In this study, attempts were made to design a diagnostic model that was as objective as possible based on an analysis of quantitative data from various Oriental medical clinics. We tried to extract common criteria for SC diagnosis from a great variety of data, including practitioners’ varying points of view. Four individual diagnostic models for face, body shape, voice, and questionnaire information were obtained. Then, an integrated model was proposed that was inspired by SCM practitioners’ holistic diagnostic processes, which provided more sufficient information and which could be a more desirable approach for SC diagnosis.
In the individual training set, the diagnostic accuracy for body shape in the group of male patients was as high as 61.3%. The accuracies for face and questionnaire responses were almost the same, whereas that of voice was slightly lower. In the group of female patients, the diagnostic accuracy for face was 55.6%, followed by body shape, questionnaire, and voice, respectively, with almost an identical accuracy except for voice, as in the case of the male patients. The relatively low accuracy of the model for voice implies that it is difficult to find a stable diagnostic rule for voice. The individual diagnostic accuracies in the test set were slightly lower than those of the training set; however, the decrease in accuracy was within an acceptable range, except for the model for voice.
The diagnostic accuracies in the training set, after the four individual models had been integrated into a single model, improved to 69.3% and 63.5% in the male and female patient groups, respectively; however, when the model was applied to the test set, the accuracies decreased to 61.4% in the male patients and 52.2% in the female patients. The poor individual performance for voice was blamed, which led us to test an alternative integrated model by assigning a weight of half for voice. Although the new model showed almost the same diagnostic accuracy for the training set (68.9% in male patients and 62.3% in female patients), it clearly produced a greater accuracy in the test set (64.0% in male patients and 55.2% in female patients).
Although the resulting diagnostic power was not great, it was better than that of QSCCII
, which is 51% and has been widely used for the diagnosis of SC type
. It may be difficult to directly compare our new method to QSCCII because QSCCII was developed using only questionnaire information and was tested on limited data collected from a single site; however, an individual’s response to qualitative questions on the four diagnostic components in the QSCCII could be subjective depending on his/her own point of view. It should be noted that the integrated model using quantitative data is superior in terms of validity and objectiveness.
A more desirable result was that a higher integrated SC score corresponded to a higher diagnostic accuracy, as shown in Figure
2. Using a cut-off value for the integrated SC score, such as 1.6, the accuracies increased by 14.7% in male patients and by 4.6% in female patients in the test set.
The insufficient diagnostic accuracies can be explained as follows. First, we collected data from 23 different sites, which incurred the possibility that the data might still contain too many practitioners' subjective opinions. This fact could have affected the SC diagnostic accuracy, although the characteristics of the practitioners and the subjects were kept very strict. Evidence of there being different opinions among practitioners can be found in other research
Second, some of the variables that were extracted from face, body shape, voice, and questionnaire responses did not show clear differences among the SC types (see Additional files
20). This finding reveals that there still exists limitation to fully describing constitutional characteristics, as listed quantitatively in the SCM literature.

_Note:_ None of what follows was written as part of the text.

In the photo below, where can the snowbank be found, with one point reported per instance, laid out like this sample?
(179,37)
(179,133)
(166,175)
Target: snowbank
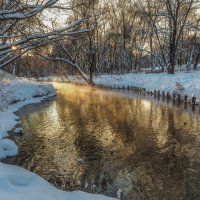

Third, because the Confucian culture of Korea has an influence on Korean women to modify their characteristics and their voices in talking, it is more difficult to obtain a diagnostic model in female patients than in male patients. The relatively low accuracies for questionnaire responses and voice partly explain this influence.
The proposed model was implemented in the form of a web-based prototype and is currently being tested in several clinics to get feedback from the practitioners. In the future, it will be necessary to collect more data on the TY type to complete the SC diagnostic model. Despite 2,973 samples being collected, only 1,075 samples were used, mainly due to a lack of featured extraction techniques and a lack of data quality control. It is necessary to develop an advanced technique for automatic feature extraction and to explore new feature variables for an improved diagnostic method. A different weighting method might be considered to properly reflect the importance of each diagnostic component. Furthermore, a future study may place emphasis on improving the performance for the groups which have poor diagnostic accuracies and sensitivities. At this point, we might need to analyze the typical subjects chosen by consensus from among SCM practitioners.
This study represents the first trial of integrating the objectification of SC diagnosis based on quantitative data and SCM practitioners’ holistic diagnostic processes. Although the diagnostic accuracy was not great, it is noted that the proposed diagnostic model represents common rules among practitioners who have various points of view. Our results are expected to contribute as a desirable research guide for objective diagnosis in traditional medicine, as well as to contribute to the precise diagnosis of SC types in an objective manner in clinical practice.